To try spelling out the details more explicitly, Go is a game that is very computationally difficult for traditional chess-style techniques. Human masters learn to play Go very intuitively, because the human cortical algorithm turns out to generalize well. If deep learning can do something similar, plus (a previous real sign) have a single network architecture learn to play loads of different old computer games, that may indicate we're starting to get into the range of "neural algorithms that generalize well, the way that the human cortical algorithm generalizes well".
This result also supports that "Everything always stays on a smooth exponential trend, you don't get discontinuous competence boosts from new algorithmic insights" is false even for the non-recursive case, but that was already obvious from my perspective. Evidence that's more easily interpreted by a wider set of eyes is always helpful, I guess.

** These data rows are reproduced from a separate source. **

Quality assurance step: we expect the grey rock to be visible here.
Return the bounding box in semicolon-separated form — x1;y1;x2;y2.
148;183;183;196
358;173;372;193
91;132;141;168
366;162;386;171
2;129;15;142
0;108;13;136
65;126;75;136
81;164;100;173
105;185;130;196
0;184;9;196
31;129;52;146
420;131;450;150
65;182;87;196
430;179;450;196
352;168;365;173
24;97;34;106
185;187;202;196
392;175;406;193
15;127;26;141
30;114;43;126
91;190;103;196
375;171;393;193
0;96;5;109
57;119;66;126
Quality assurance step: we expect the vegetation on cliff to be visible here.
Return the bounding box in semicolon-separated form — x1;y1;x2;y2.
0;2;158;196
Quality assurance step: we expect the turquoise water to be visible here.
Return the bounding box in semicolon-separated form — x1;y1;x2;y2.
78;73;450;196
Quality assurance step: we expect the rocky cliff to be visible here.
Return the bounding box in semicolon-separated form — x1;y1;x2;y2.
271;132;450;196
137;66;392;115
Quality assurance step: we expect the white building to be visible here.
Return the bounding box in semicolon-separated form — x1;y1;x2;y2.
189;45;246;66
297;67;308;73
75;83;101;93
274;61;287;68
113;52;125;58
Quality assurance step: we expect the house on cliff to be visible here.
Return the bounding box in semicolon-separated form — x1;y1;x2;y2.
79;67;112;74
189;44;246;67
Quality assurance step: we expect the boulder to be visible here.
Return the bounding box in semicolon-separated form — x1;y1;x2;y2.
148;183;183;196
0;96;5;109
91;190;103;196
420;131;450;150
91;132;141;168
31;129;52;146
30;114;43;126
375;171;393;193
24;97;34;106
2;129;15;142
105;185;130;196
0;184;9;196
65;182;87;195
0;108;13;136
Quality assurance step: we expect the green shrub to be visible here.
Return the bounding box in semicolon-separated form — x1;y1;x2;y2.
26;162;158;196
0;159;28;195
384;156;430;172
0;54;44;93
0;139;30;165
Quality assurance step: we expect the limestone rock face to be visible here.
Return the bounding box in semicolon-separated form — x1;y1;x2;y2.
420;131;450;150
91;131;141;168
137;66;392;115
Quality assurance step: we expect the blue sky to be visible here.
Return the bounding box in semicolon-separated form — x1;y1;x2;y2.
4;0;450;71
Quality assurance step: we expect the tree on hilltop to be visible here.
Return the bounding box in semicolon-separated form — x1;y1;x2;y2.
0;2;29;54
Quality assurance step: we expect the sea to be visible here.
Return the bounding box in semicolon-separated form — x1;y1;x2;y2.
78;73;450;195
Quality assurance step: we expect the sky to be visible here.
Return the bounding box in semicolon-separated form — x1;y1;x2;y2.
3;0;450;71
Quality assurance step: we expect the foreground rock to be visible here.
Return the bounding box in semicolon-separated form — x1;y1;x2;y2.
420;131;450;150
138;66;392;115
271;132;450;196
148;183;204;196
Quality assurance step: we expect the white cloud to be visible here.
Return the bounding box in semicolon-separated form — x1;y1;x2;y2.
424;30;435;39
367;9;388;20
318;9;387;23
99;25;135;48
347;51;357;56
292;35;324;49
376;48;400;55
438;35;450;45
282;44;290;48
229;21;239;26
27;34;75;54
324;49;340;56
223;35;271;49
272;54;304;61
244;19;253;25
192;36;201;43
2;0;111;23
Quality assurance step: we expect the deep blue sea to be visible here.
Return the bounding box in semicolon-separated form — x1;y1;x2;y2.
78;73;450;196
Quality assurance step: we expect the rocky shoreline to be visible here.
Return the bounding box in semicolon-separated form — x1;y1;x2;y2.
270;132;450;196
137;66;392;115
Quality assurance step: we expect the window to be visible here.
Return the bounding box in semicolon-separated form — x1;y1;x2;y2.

Next sign up might be, e.g., a similar discontinuous jump in machine programming ability - not to human level, but to doing things previously considered impossibly difficult for AI algorithms.
I hope that everyone in 2005 who tried to eyeball the AI alignment problem, and concluded with their own eyeballs that we had until 2050 to start really worrying about it, enjoyed their use of whatever resources they decided not to devote to the problem at that time.
To which my Eliezer-model's response is "Indeed, we should expect that the first AGI systems will be pathetic in relative terms, comparing them to later AGI systems. But the impact of the first AGI systems in absolute terms is dependent on computer-science facts, just as the impact of the first nuclear bombs was dependent on facts of nuclear physics. Nuclear bombs have improved enormously since Trinity and Little Boy, but there is no law of nature requiring all prototypes to have approximately the same real-world impact, independent of what the thing is a prototype of."
I’ve listened to them as is and I find it pretty easy to follow, but if you’re interested in making it even easier for people to follow, these fine gentlemen have put up a ~$230 RFP/bounty for anybody who turns it into audio where each person has a different voice.
That link isn't working for me; where's the bounty?